Cristina Fernández dijo una vez que a su izquierda estaba la pared. Sus palabras traducían un problema común en todos los países que vieron surgir gobiernos progresistas durante la llamada “ola rosada” latinoamericana. Ante la emergencia de gobiernos que apostaron por reforzar la presencia del Estado en la economía y la sociedad, luego de dos décadas de un dominio casi absoluto de las agendas neoliberales, que pregonaban que el Estado era un lastre para la economía, no quedó prácticamente ningún espacio político para apuestas alternativas. Toda crítica y cualquier opción de autonomía en el campo popular se podía despreciar como un apoyo a la derecha convencional o, en el mejor de los casos, como un gesto puramente testimonial carente de realismo.

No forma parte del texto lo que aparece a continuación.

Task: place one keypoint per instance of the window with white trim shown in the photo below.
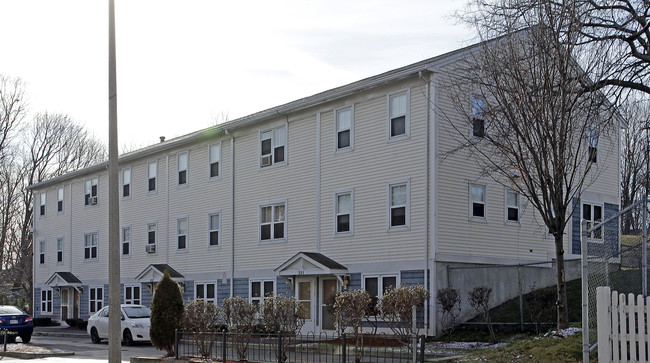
(59, 203)
(205, 291)
(593, 214)
(41, 252)
(272, 222)
(215, 161)
(90, 246)
(398, 111)
(90, 191)
(95, 299)
(512, 206)
(273, 146)
(59, 250)
(126, 241)
(477, 201)
(132, 294)
(126, 183)
(46, 301)
(261, 290)
(183, 162)
(181, 233)
(345, 128)
(398, 199)
(152, 170)
(343, 209)
(214, 221)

La reciente elección ecuatoriana sancionó la ruptura de esa fatalidad. El candidato del movimiento indígena ecuatoriano, Yaku Pérez Guartambel, obtuvo una votación de casi el 20% y todavía disputa, al escribir estas líneas, el paso al balotaje con el banquero Guillermo Lasso. Un segundo candidato, de un partido de centro tradicional, levemente socialdemócrata, con trayectoria en el sector empresarial de exportación, obtuvo un poco más del 15%, con lo que la dicotomía inescapable entre el correísmo y la derecha tradicional, quedó fisurada tanto por el centro como por la izquierda.

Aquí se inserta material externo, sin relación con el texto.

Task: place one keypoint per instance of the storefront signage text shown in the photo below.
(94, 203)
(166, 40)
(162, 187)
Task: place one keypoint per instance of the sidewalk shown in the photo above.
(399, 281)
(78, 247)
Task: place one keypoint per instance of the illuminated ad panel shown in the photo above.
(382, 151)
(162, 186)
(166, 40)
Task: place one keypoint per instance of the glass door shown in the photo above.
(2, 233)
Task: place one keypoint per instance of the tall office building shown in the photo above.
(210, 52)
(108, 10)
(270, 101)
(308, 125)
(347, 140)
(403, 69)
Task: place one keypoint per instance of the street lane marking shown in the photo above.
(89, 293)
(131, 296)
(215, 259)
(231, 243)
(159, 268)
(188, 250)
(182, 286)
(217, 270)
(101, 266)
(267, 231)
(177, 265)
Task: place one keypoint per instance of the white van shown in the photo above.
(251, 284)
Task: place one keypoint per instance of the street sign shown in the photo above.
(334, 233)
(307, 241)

Aunque el programa de gobierno de Yaku Pérez y el de Andrés Aráuz, el candidato auspiciado por Rafael Correa, tienen coincidencias en cuanto al aumento de los impuestos a las grandes fortunas y el reforzamiento del control estatal sobre la economía, sus proyectos políticos tienen profundas divergencias. La victoria electoral de Rafael Correa en 2006 estuvo precedida por intensas movilizaciones sociales lideradas por la Confederación de Nacionalidades Indígenas del Ecuador (CONAIE), la principal organización de los pueblos y nacionalidades indígenas del país, en contra de la suscripción de un tratado de libre comercio con Estados Unidos. Otro grupo de intensas movilizaciones anti-mineras marcaron el año 2006: varios campamentos de compañías extranjeras adjudicatarias de contratos de exploración de yacimientos metálicos fueron saqueados por las comunidades en resistencia. La candidatura de Correa se benefició entonces de dichas movilizaciones y de un estado de ánimo marcado por el cansancio ante las recetas de liberalización económica y reducción del tamaño del Estado.

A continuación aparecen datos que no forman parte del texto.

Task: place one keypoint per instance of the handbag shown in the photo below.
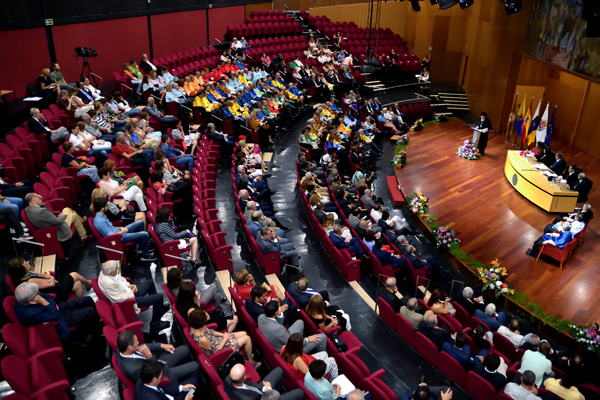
(225, 368)
(338, 343)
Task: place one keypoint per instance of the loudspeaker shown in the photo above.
(466, 3)
(512, 6)
(445, 4)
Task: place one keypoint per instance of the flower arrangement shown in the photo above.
(417, 126)
(444, 237)
(403, 141)
(492, 277)
(588, 335)
(399, 160)
(418, 204)
(467, 150)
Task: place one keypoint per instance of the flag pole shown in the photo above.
(512, 116)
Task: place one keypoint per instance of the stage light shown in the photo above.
(445, 4)
(512, 6)
(466, 3)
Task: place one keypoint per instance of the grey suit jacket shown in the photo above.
(267, 246)
(273, 331)
(131, 367)
(41, 217)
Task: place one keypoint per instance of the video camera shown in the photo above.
(85, 52)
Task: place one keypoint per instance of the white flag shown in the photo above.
(543, 126)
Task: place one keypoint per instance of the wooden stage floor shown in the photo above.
(494, 221)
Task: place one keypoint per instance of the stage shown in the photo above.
(494, 221)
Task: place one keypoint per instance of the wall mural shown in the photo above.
(557, 35)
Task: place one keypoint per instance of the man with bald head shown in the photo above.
(238, 388)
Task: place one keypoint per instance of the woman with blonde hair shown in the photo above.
(128, 190)
(293, 354)
(315, 309)
(80, 107)
(119, 176)
(116, 211)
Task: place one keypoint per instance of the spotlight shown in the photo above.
(466, 3)
(512, 6)
(445, 4)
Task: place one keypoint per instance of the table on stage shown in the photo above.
(523, 175)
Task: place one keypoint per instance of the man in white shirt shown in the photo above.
(96, 94)
(524, 391)
(117, 289)
(512, 333)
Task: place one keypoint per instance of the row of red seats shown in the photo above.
(257, 13)
(269, 18)
(35, 369)
(348, 362)
(263, 29)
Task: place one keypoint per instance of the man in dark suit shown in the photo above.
(255, 305)
(147, 386)
(558, 166)
(386, 258)
(266, 242)
(572, 174)
(488, 370)
(470, 303)
(238, 388)
(38, 125)
(389, 293)
(483, 127)
(33, 308)
(320, 214)
(437, 334)
(583, 186)
(132, 356)
(146, 65)
(301, 293)
(339, 242)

Pero el correísmo rápidamente mostró un rostro distante y unas políticas francamente hostiles ante la movilización social. Aunque se benefició de ellas, y se pudo orquestar durante los dos años iniciales de su gobierno, una cierta convergencia política, el gobierno de la llamada “revolución ciudadana” respondía mucho más a las ideas y sensibilidad de una tecnocracia ilustrada fanática del orden que a los caóticos movimientos populares. La diferencia puede resumirse así: para un auténtico proyecto popular no es suficiente que el Estado “regrese”, hay que preocuparse de los intereses que están detrás de ese Estado reforzado. Rafael Correa reforzó la educación pública, en el sentido estricto y limitado de que no es una educación pagada. En su contenido, se trataba de la misma educación pública para la obediencia que había antes, pero con computadoras y mejores baños. El programa emblemático de mejora de la calidad en las escuelas públicas fue el llamado “bachillerato internacional”, para que no solo los colegios privados obtuvieran un título equiparable con los títulos escolares norteamericanos, sino que la oportunidad de la educación en inglés y alistada para responder con éxito a las pruebas internacionales estándares de calidad educativa, estuviera disponible para los pobres. Ni la sombra de la búsqueda por promover, aunque fuera experimentalmente, una educación alternativa, con protagónica participación de maestras y madres de familia, centrada en la comunidad y el desarrollo de un pensamiento critico. No se trata de que no lo haya logrado; es que no lo intentó. La dirección de la educación pública era otra.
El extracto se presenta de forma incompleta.